The model is a hybrid statistical model that uses macroeconomic variables and inter-industry linkages to forecast sectoral output. The model is used to forecast not just output, but prices, wages, employment and investment. The principal variables driving the industry model are the components of final demand, which directly or indirectly determine the demand facing each industry. However, other macroeconomic assumptions — in particular exchange rates, as well as world commodity prices — also enter into the equation, as well as other industry specific factors that have been or are expected to impact.
Forecasts of GDP growth per capita based on these factors can then be combined with demographic projections to give forecasts for overall GDP growth.
Wherever possible, publicly available data from ofﬁcial sources are used for the latest available year. Qualitative indicators are normalised (on the basis of: Normalised x = (x - Min(x)) / (Max(x) - Min(x)) where Min(x) and Max(x) are, the lowest and highest values for any given indicator respectively) and then aggregated across categories to enable an overall comparison. The normalised value is then transformed into a positive number on a scale of 0 to 100. The weighting assigned to each indicator can be changed to reﬂect different assumptions about their relative importance.
The principal explanatory variable in each industry’s output equation is the Total Demand variable, encompassing exogenous macroeconomic assumptions, consumer spending and investment, and intermediate demand for goods and services by sectors of the economy for use as inputs in the production of their own goods and services.
Elasticity measures the response of one economic variable to a change in another economic variable, whether the good or service is demanded as an input into a final product or whether it is the final product, and provides insight into the proportional impact of different economic actions and policy decisions.
Demand elasticities measure the change in the quantity demanded of a particular good or service as a result of changes to other economic variables, such as its own price, the price of competing or complementary goods and services, income levels, taxes.
Demand elasticities can be influenced by several factors.

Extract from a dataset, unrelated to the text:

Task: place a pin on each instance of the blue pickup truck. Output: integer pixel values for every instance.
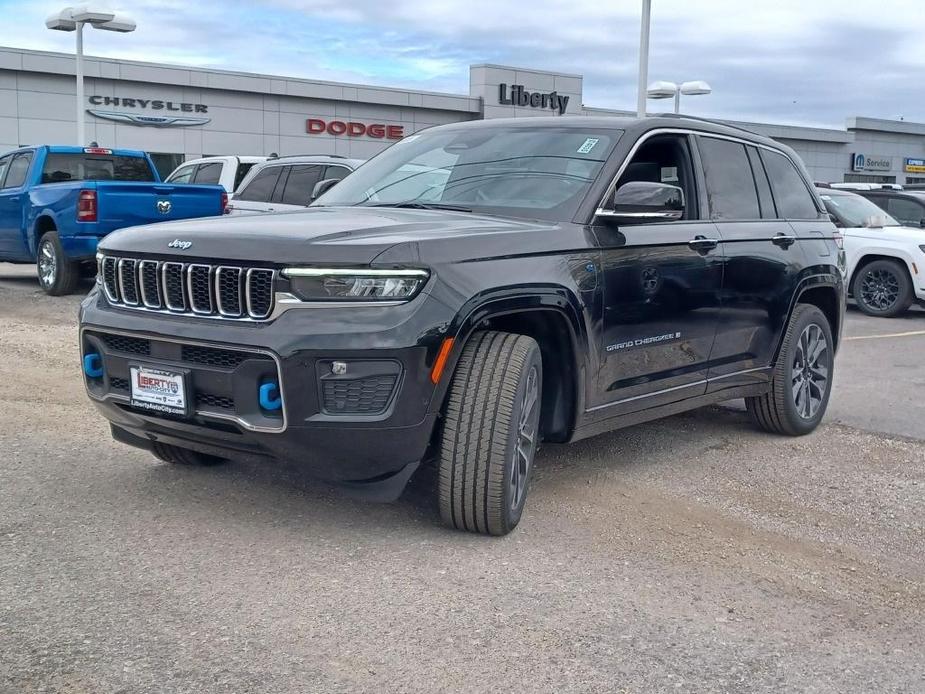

Each of these factors, along with the specific characteristics of the product, will interact to determine its overall responsiveness of demand to changes in prices and incomes.
The individual characteristics of a good or service will have an impact, but there are also a number of general factors that will typically affect the sensitivity of demand, such as the availability of substitutes, whereby the elasticity is typically higher the greater the number of available substitutes, as consumers can easily switch between different products.
The degree of necessity. Luxury products and habit forming ones, typically have a higher elasticity.
Proportion of the budget consumed by the item. Products that consume a large portion of the consumer’s budget tend to have greater elasticity.
Elasticities tend to be greater over the long run because consumers have more time to adjust their behaviour.
Finally, if the product or service is an input into a final product then the price elasticity will depend on the price elasticity of the final product, its cost share in the production costs, and the availability of substitutes for that good or service.
Prices are also forecast using an input-output framework. Input costs have two components; labour costs are driven by wages, while intermediate costs are computed as an input-output weighted aggregate of input sectors’ prices. Employment is a function of output and real sectoral wages, that are forecast as a function of whole economy growth in wages. Investment is forecast as a function of output and aggregate level business investment.